RYAN NEWMAN: Well, yeah, what doesn’t kill you makes you stronger, no doubt. It’s been an up-and-down year on several fronts, career-wise, race-wise, Chase-wise, all those things. But I have an extreme passion for the outdoors. I literally an hour ago was sitting in my tractor planting alfalfa on my farm. I enjoy those things that are a release for me to get away. I used to spend a lot more time at the race shop, but those guys have to focus on their things, and I spend a lot of time at the racetrack talking to those guys, and probably more so than some other drivers.
In the end, there’s a balance there. Whether it’s feeding baby deer or taking care of my kids or fishing or whatever, I just enjoy those things that are entirely different from what we do in any given weekend.
Q. And would you recommend that for some of your fellow drivers?
RYAN NEWMAN: I’m no doctor and I’m no therapist, but I do know that everybody needs some sort of release, whether it’s shooting a gun, whether it’s just enjoying the peacefulness and quietness. There’s people that need to balance their lives in different ways. Some people like punching bags is my point, and some people like smelling flowers.

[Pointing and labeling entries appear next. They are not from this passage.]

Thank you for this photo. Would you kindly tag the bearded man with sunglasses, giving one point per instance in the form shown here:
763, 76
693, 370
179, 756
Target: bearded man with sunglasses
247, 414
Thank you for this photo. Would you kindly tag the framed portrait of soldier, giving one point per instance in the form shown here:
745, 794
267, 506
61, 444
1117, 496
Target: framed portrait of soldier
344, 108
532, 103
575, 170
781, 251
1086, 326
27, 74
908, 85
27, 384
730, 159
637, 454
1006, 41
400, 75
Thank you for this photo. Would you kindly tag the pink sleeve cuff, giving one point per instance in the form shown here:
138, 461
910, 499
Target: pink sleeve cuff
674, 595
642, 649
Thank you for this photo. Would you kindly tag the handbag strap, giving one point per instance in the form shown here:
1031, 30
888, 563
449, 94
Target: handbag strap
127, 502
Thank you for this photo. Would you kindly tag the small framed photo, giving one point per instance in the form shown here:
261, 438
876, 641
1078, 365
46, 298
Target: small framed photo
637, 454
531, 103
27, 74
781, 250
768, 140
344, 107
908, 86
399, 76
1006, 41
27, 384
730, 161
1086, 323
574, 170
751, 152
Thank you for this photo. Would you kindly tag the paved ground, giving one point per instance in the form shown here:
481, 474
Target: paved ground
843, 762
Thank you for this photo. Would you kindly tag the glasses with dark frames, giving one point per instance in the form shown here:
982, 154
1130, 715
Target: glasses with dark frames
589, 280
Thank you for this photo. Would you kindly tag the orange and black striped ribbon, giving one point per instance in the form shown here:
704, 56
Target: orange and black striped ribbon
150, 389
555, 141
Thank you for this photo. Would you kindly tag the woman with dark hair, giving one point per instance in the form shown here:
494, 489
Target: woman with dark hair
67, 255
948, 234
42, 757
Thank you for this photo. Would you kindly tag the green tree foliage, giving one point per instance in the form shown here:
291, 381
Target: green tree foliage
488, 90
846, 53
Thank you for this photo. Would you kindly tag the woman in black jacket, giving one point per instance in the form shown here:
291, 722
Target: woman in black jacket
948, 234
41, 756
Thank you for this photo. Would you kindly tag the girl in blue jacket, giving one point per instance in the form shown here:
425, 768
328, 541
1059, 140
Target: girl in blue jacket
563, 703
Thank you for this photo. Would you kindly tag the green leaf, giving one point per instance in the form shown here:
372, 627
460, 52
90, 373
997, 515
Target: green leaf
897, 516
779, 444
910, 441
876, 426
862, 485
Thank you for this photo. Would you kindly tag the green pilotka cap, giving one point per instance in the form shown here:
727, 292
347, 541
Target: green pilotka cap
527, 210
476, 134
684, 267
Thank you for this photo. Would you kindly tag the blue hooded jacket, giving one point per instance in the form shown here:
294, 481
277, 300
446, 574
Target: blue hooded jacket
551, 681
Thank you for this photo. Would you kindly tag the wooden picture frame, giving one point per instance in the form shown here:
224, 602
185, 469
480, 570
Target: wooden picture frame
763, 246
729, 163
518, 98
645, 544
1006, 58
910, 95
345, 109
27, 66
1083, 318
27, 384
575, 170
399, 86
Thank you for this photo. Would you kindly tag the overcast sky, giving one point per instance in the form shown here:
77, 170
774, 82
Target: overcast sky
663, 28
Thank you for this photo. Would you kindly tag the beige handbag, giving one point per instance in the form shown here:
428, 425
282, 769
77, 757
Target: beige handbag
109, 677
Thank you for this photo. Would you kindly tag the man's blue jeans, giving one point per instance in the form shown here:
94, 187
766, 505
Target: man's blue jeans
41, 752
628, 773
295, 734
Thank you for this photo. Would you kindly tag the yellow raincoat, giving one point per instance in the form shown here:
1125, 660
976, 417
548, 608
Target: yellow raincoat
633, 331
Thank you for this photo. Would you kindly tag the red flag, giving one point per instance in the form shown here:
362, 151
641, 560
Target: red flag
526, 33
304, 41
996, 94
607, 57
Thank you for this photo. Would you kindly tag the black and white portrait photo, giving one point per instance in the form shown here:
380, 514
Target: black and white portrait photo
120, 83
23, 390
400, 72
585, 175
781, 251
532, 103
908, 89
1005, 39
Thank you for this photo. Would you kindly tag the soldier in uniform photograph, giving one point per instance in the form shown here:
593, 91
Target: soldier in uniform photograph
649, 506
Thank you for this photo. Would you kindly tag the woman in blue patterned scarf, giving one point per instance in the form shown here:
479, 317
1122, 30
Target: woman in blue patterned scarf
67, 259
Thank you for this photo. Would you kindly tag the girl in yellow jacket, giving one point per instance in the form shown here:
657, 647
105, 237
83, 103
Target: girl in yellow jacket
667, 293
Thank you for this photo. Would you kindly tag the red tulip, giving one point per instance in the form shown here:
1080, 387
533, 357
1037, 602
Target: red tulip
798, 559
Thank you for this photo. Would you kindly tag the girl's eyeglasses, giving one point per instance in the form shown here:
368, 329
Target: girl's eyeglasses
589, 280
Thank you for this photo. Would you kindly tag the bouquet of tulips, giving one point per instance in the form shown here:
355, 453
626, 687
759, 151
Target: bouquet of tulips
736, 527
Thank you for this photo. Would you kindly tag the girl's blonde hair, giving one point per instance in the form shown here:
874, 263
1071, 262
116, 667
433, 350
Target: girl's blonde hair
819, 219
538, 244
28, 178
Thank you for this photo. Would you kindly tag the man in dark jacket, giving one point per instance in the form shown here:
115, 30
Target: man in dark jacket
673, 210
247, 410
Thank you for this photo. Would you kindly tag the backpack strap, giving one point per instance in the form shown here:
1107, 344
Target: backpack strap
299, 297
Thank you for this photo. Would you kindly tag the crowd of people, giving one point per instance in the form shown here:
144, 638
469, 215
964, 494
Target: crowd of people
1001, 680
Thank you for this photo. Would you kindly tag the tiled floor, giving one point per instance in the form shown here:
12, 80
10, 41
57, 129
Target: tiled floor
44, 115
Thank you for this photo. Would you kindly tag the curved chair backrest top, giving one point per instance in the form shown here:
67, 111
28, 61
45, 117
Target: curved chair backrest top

Q. How do you feel today, looking back at the days when you ran Winchester and sprints and the midgets and everything? Did you envision that life would be like it is now?
RYAN NEWMAN: That’s a very good question, one I didn’t expect, but I would say that I never thought to predict the future. I just knew what I wanted to do and who I wanted to be, and that was a Sprint Cup champion. I’ve still got that opportunity mathematically, somewhat unrealistic, but there’s a lot of fight in me, and I guess that kind of comes from back in those days of racing in Winchester and Salem of 30 laps of fight, 30 laps of desire, 30 laps of making it happen.
I enjoyed those days then. I enjoy those days now looking back on them, even go on YouTube once in a while and look at those old races and just kind of remind myself of who I was and where I am, and still at the same time, having not won a championship, who I want to be.